Carnegie-Mellon's sensor-laden Nomad robotic explorer, which traveled 135 kilometers across Chile's Atacama desert in 1997, is set to take on a new adventure. It's going to be sent to Antarctica to search for signs of microorganisms living in the ice -- and may be powered, in part, by an on-board wind turbine and solar panels. In preparation, Nomad took a trip across a lake in New Hampshire:

Nomad, which successfully traversed 10 kilometers through the snow and ice on Lake Mascoma, was equipped with a wind turbine for the first time, while researchers studied the possibility of powering a robotic investigation with combined wind and solar energy.

Carnegie Mellon and NASA researchers worked with the Army's Cold Regions Research and Engineering Laboratory (CRREL) in Hanover, to arrange the long-distance autonomous navigation tests on Lake Mascoma, which they say simulates the flat, icy terrain of the Antarctic plateau.

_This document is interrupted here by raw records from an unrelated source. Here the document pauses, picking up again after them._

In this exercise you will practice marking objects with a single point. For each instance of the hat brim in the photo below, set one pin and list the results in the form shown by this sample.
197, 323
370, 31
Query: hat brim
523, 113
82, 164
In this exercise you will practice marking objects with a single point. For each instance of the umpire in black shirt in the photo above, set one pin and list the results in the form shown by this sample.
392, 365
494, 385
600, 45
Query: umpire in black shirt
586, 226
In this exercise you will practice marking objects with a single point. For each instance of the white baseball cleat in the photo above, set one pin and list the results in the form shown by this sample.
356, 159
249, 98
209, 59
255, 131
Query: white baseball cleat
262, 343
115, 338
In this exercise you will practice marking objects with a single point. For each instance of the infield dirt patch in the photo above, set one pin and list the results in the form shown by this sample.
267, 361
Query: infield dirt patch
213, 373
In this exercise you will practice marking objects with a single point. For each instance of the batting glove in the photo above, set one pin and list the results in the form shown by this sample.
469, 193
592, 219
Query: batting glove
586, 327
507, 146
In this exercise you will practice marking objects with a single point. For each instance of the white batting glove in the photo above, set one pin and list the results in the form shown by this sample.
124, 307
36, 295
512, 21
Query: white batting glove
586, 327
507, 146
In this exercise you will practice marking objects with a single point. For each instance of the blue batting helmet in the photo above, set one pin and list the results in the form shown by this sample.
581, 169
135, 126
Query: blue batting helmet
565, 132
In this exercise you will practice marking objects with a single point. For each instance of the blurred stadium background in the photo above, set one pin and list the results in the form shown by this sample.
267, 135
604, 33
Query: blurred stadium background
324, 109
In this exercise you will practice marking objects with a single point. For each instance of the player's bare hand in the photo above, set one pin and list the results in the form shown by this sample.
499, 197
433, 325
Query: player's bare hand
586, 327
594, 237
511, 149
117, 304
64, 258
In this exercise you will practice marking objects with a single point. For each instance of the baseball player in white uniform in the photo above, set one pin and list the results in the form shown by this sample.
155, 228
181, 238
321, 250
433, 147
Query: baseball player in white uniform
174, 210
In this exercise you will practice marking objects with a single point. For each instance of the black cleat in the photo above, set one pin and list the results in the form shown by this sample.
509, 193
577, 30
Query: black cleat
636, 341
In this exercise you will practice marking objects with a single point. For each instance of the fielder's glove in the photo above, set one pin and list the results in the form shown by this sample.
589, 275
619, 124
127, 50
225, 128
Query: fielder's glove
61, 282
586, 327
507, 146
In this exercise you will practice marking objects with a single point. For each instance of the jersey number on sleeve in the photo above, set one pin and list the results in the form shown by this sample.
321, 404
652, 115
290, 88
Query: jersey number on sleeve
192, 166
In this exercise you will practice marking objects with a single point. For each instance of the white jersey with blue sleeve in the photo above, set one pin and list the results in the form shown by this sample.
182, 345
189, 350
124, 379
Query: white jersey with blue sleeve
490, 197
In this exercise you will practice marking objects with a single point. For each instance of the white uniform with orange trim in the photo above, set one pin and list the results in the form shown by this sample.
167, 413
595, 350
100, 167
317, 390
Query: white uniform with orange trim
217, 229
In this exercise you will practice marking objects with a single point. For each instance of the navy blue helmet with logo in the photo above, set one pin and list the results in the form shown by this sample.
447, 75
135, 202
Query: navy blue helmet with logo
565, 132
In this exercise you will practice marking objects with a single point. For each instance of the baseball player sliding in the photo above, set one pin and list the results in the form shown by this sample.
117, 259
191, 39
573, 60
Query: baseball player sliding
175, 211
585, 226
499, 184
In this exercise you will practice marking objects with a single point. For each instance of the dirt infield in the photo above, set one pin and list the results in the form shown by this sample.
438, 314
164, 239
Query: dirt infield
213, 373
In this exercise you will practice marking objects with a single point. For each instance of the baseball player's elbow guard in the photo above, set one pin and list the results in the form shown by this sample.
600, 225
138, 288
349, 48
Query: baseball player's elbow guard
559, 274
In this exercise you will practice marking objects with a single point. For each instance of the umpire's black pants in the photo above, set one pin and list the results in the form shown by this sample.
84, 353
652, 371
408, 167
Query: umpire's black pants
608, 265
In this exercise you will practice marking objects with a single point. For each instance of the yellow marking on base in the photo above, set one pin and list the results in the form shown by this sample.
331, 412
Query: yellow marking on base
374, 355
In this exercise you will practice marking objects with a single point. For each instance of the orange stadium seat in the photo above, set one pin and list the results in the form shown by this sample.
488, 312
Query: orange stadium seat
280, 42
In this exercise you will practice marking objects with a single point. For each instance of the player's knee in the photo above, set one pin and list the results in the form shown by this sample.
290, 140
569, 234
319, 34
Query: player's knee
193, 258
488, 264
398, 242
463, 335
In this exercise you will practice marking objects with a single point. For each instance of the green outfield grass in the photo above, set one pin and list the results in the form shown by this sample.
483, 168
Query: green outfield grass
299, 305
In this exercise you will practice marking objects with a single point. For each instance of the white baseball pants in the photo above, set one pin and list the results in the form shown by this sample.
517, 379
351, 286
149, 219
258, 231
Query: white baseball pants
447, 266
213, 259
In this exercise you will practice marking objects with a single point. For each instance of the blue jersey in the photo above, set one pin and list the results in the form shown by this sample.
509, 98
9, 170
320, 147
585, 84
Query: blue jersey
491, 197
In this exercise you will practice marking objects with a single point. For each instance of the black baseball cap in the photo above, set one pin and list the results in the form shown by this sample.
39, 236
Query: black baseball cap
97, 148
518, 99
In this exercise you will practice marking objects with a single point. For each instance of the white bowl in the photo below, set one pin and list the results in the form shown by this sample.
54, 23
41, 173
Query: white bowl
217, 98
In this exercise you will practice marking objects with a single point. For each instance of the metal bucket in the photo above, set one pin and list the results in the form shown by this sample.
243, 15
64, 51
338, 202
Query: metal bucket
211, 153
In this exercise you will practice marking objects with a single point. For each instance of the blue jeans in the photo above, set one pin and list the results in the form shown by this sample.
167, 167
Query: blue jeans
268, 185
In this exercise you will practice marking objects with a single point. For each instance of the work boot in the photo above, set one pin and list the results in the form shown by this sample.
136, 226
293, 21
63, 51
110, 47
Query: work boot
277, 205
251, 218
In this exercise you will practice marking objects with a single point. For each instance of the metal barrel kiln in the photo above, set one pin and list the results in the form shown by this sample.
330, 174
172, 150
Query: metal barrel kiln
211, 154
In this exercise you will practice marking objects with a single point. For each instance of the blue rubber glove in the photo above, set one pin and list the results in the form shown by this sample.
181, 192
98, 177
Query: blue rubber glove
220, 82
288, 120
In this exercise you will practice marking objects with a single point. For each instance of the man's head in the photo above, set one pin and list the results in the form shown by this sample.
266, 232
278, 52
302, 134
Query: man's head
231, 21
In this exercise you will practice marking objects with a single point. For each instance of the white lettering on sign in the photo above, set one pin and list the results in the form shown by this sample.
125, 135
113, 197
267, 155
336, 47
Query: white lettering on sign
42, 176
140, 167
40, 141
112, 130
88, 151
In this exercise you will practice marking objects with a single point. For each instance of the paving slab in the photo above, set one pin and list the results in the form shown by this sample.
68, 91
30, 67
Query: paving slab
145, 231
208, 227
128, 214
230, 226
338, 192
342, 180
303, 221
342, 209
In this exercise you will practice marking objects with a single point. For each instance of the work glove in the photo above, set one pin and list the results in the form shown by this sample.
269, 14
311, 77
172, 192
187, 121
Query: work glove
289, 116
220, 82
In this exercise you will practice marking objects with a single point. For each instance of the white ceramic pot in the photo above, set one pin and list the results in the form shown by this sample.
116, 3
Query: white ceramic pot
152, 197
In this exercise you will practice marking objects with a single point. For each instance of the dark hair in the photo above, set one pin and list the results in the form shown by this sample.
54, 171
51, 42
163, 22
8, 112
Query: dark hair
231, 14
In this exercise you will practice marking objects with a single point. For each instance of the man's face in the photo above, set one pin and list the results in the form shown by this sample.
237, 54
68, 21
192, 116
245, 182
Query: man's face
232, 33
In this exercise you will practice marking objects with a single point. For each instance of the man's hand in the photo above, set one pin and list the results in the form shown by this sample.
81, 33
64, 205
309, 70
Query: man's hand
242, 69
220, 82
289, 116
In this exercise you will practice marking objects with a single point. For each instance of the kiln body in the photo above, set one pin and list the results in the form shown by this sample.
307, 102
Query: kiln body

A more detailed description of the Lake Mascoma excursion -- as well as some great high-res pictures of Nomad in the field -- can be found at the LORAX site (Life On ice Robotic Antarctic Explorer -- yeah, it's a stretch, but it's still a good acronym!).

This won't be Nomad's first trip to Antarctica; in 2000, it was used to search out and find meteorites in the ice, becoming the first robot to perform scientific experiments autonomously. This time around, it's been upgraded with even more sophisticated software and newly designed biosensors allowing it to seek out and identify microbes in hostile environments.